Fu la più bella marinara; e quelle
Son le lagune, ove moría Venezia.

     Rode l’aliga e il nicchio, e l’acre fiotto
Le basi inferme e le sconnesse pietre
De’suoi palagi, che gl’illustri nomi
In barbari mutaro: e quando il vento
D’Affrica mugge, sui canali immondi
Cascan dall’alto i fregi, e le pensose
Teste e le braccia a’ suoi dogi di marmo.
La sua gloria sparì, come una barca
Di pescadori, cui la lunga fame
Dei figli spinse a ritentar le irose
Onde del verno, e non tornò più mai.
Un’orfana e una vedova sedute
Sopra la rena, puntan le pupille
Tra le nebbie del mar; e a quando a quando
Asciugano una lagrima coi cenci
Del lor grembiule.
                                   E il suo Lione è morto.

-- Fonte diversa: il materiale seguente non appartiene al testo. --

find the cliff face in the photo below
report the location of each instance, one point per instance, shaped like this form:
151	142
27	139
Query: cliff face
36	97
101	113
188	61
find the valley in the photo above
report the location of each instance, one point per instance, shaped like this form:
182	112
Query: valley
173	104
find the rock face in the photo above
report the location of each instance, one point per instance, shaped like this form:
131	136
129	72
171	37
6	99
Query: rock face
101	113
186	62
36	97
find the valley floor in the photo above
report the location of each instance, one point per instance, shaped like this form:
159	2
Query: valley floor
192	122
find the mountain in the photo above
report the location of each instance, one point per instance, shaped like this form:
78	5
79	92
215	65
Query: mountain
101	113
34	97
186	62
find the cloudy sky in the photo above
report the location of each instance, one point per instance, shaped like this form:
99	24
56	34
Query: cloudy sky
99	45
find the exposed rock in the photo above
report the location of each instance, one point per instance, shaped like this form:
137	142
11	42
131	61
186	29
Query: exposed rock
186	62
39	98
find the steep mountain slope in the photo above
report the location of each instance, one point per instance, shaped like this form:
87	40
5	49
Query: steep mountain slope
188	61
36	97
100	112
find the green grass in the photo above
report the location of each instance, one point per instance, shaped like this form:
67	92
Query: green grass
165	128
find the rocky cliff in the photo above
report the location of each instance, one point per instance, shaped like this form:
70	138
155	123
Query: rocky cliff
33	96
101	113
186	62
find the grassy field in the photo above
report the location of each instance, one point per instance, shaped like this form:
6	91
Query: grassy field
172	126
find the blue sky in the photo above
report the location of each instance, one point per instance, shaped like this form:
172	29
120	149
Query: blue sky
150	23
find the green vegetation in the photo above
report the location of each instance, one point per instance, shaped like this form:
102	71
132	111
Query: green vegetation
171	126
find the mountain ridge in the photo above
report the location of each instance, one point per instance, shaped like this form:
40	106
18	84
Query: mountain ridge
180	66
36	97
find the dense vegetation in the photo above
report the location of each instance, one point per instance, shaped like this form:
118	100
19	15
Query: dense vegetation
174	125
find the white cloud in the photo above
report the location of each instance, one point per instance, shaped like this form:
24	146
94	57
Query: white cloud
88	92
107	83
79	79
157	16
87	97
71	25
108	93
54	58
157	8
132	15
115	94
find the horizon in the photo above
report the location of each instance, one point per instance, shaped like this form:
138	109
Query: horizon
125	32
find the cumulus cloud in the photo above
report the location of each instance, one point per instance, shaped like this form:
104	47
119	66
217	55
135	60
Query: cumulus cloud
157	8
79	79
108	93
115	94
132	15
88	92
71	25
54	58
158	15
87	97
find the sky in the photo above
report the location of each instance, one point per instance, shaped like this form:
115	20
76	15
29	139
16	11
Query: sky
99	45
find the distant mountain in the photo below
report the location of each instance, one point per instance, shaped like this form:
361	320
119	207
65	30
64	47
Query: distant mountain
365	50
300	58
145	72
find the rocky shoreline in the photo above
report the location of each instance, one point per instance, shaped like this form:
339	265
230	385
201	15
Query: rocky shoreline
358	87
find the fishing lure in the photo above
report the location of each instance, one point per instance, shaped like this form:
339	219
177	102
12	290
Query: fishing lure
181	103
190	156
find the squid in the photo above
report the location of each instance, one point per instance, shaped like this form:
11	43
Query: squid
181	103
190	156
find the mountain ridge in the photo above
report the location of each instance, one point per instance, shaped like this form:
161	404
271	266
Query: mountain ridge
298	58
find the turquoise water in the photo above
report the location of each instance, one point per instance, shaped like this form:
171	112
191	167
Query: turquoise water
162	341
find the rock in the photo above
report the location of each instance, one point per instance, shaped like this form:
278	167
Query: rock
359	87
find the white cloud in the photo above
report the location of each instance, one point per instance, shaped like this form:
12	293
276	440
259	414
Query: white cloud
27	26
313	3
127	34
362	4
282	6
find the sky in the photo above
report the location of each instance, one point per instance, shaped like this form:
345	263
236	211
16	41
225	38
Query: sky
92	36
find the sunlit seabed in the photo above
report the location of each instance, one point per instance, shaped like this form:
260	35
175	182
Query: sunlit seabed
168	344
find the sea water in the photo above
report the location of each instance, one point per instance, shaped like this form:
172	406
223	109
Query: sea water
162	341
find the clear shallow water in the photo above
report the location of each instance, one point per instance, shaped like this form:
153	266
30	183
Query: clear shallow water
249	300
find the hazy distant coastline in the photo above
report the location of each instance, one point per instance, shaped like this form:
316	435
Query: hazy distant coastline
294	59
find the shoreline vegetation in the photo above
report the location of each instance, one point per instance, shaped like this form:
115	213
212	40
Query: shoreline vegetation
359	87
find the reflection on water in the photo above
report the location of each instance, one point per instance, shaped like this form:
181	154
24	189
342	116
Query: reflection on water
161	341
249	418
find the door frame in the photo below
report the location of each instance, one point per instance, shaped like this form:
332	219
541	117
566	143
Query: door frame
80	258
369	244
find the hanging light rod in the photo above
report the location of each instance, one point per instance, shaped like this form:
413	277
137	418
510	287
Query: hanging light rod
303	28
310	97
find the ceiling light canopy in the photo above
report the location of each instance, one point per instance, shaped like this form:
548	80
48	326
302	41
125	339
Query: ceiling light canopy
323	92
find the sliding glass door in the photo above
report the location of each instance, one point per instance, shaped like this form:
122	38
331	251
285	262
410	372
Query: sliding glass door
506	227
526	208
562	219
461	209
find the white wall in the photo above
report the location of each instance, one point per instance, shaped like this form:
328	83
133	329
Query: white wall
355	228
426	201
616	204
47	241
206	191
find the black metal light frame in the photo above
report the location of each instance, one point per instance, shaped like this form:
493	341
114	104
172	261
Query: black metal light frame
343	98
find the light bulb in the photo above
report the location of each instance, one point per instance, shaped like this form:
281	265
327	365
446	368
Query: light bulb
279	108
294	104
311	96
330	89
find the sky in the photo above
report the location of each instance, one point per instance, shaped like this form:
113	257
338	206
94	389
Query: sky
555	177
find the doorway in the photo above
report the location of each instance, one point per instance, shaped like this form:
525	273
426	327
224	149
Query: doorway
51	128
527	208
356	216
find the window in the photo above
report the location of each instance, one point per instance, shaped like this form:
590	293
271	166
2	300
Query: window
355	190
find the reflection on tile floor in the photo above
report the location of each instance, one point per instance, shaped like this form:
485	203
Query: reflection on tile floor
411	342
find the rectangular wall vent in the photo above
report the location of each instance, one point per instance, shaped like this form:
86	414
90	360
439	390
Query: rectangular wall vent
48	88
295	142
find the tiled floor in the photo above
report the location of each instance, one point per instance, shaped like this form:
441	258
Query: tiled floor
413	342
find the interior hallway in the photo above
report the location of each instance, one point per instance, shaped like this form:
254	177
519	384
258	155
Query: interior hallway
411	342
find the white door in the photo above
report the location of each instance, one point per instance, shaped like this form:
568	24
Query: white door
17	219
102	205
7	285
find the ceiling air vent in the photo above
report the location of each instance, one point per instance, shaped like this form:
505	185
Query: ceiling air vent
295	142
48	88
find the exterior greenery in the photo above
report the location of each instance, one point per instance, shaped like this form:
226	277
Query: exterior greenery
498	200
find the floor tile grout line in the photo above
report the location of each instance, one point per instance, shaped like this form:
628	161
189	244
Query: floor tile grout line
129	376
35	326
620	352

Pur v’à chi dice ch’egli viva ancora,
Che fu visto vagar muto, di notte
Tra gli scogli istrïani, e per le coste
Cavernose dei Dàlmati fedeli
Fino all’ultimo giorno. Esce, e sul lido
Posa l’antico, e con la lenta lingua
Lambe le piaghe che dan sempre sangue;
Ma se l’armonioso inno o il tamburo
Sente sonar dei Vandali, si leva,
E flagellando con la coda i lombi,
Torna al covil che alcun occhio non vide.
E aspetta. E Italia sa cosa egli aspetta.